Changing times require more deputies, sheriff says.

May 4, 2018

Changing times require more deputies, sheriff says.

By Rob Alway, Editor-in-Chief.

LUDINGTON — On Tuesday, May 15, the Mason County Board of Commissioners is expected to vote on placing a proposal on the Aug. 7 Primary Election ballot asking the voters of Mason County to approve an eight year .3 millage to fund four additional road patrol deputies for the Mason County Sheriff’s Office.

A mill is $1 for every $1,000 of assessed property value. On a home with a taxable value of $100,000, the cost would be $30 per year.

Mason County Sheriff Kim Cole has been formally working with the commission on the proposal for over six months. He said if the request is approved to be on the ballot, the voters of Mason County will need to decide if the current staffing level of two deputies on the road is sufficient, or if the county is better protected with three deputies.

“A lot of people don’t realize that at any given time, there are only two deputies on the road, covering the majority of Mason County,” Sheriff Cole said. “It is not unusual for one or both of those deputies to get called off the road to take care of other matters during their shifts, leaving less coverage.”

There are currently 13 road patrol deputies, a number that has only increased by one over the past 30 years, Cole said. “The times have changed. We don’t have the same types of crimes that we used to have,” Cole said. “While the complaint numbers are not significantly up, the time we spend on complaints has greatly increased.

“We need to increase our staffing in order to properly do our jobs,” Cole said. “We have stepped up our efforts of trying to make US 10 a safer highway and we are doing everything we can to fight the drug problem, especially when it comes to drugged drivers. But, we need more personnel to adequately do that.” Cole said the county has seen an over 40% increase in drug related driving incidences since 2007.

A millage rate of .3 will raise between $534,939 to $706,878 during its duration. According to estimates from Mason County Administrator Fabian Knizacky, the 2019 would require $706,878, or .38 mill. The county’s Finance Committee voted to use $150,000 from the general fund — contingent on the millage passing — for the first year to offset costs and keep the millage rate at or below .30.

Initially, Cole had discussed utilizing one of the deputies as a school resource officer and another as a digital forensics technician, but the plan now would be for the deputies to be dedicated to road patrol.

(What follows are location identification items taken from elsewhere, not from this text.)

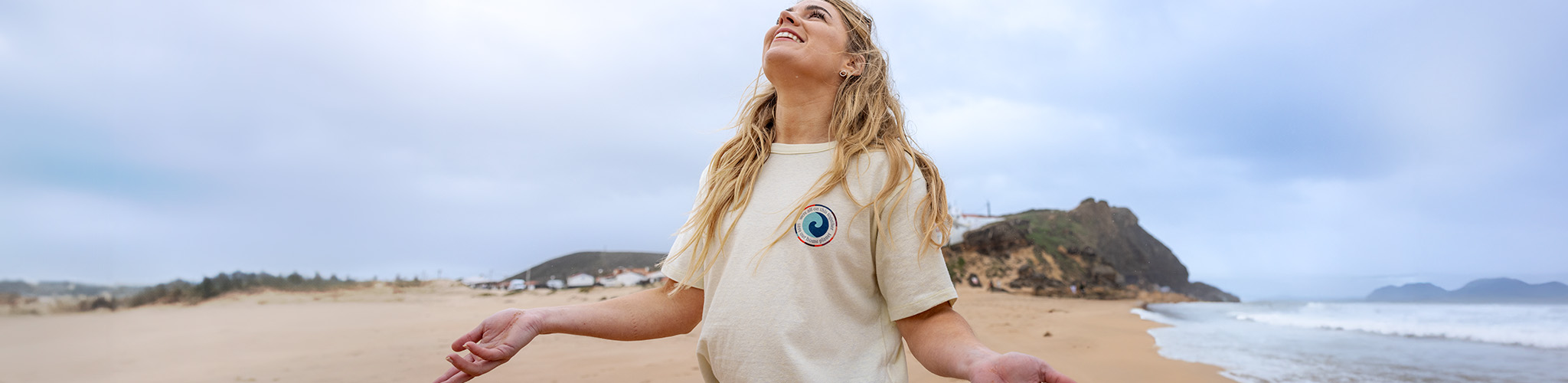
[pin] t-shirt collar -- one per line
(782, 148)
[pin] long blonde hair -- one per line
(866, 116)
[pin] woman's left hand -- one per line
(1015, 368)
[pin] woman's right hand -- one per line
(490, 344)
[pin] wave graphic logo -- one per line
(815, 227)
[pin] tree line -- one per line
(181, 291)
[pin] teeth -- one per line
(789, 35)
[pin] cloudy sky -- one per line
(1280, 148)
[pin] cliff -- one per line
(1090, 251)
(589, 263)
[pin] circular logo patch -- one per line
(815, 225)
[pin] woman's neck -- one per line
(803, 116)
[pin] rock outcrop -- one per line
(1092, 251)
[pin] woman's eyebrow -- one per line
(812, 7)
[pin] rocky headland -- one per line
(1092, 251)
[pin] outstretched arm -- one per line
(944, 344)
(646, 314)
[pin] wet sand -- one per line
(400, 335)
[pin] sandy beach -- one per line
(400, 335)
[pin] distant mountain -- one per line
(589, 263)
(63, 288)
(1479, 291)
(1409, 293)
(1092, 251)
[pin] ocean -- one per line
(1363, 342)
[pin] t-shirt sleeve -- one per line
(910, 269)
(679, 267)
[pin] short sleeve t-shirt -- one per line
(811, 294)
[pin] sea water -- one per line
(1277, 342)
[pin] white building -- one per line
(968, 221)
(579, 280)
(519, 284)
(629, 278)
(477, 281)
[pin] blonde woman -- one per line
(812, 251)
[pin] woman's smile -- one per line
(788, 35)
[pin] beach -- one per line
(400, 335)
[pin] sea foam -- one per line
(1532, 326)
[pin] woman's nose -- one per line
(788, 18)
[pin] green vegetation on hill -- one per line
(589, 263)
(181, 291)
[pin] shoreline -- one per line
(386, 335)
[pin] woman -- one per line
(812, 251)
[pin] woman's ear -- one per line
(855, 65)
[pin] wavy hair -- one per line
(866, 116)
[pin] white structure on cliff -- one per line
(968, 221)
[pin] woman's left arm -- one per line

“We had applied for a federal grant that would have helped fund the school resource officer position but we were denied,” Cole said. “Ultimately we have decided to dedicate the new deputies, if the millage is approved, to road patrol. However, all our deputies are cross trained in other areas. It is likely that these new deputies will also receive advanced training to assist in other areas.”

Cole said the road patrol staff participates in the county’s tactical team, dive team, school safety committee, computer forensics, marine patrol, and crash investigation.

“These are really all duties above and beyond road patrol, but this is the type of sheriff’s office we have here. These men and women are dedicated to protecting and serving the residents and visitors of Mason County.”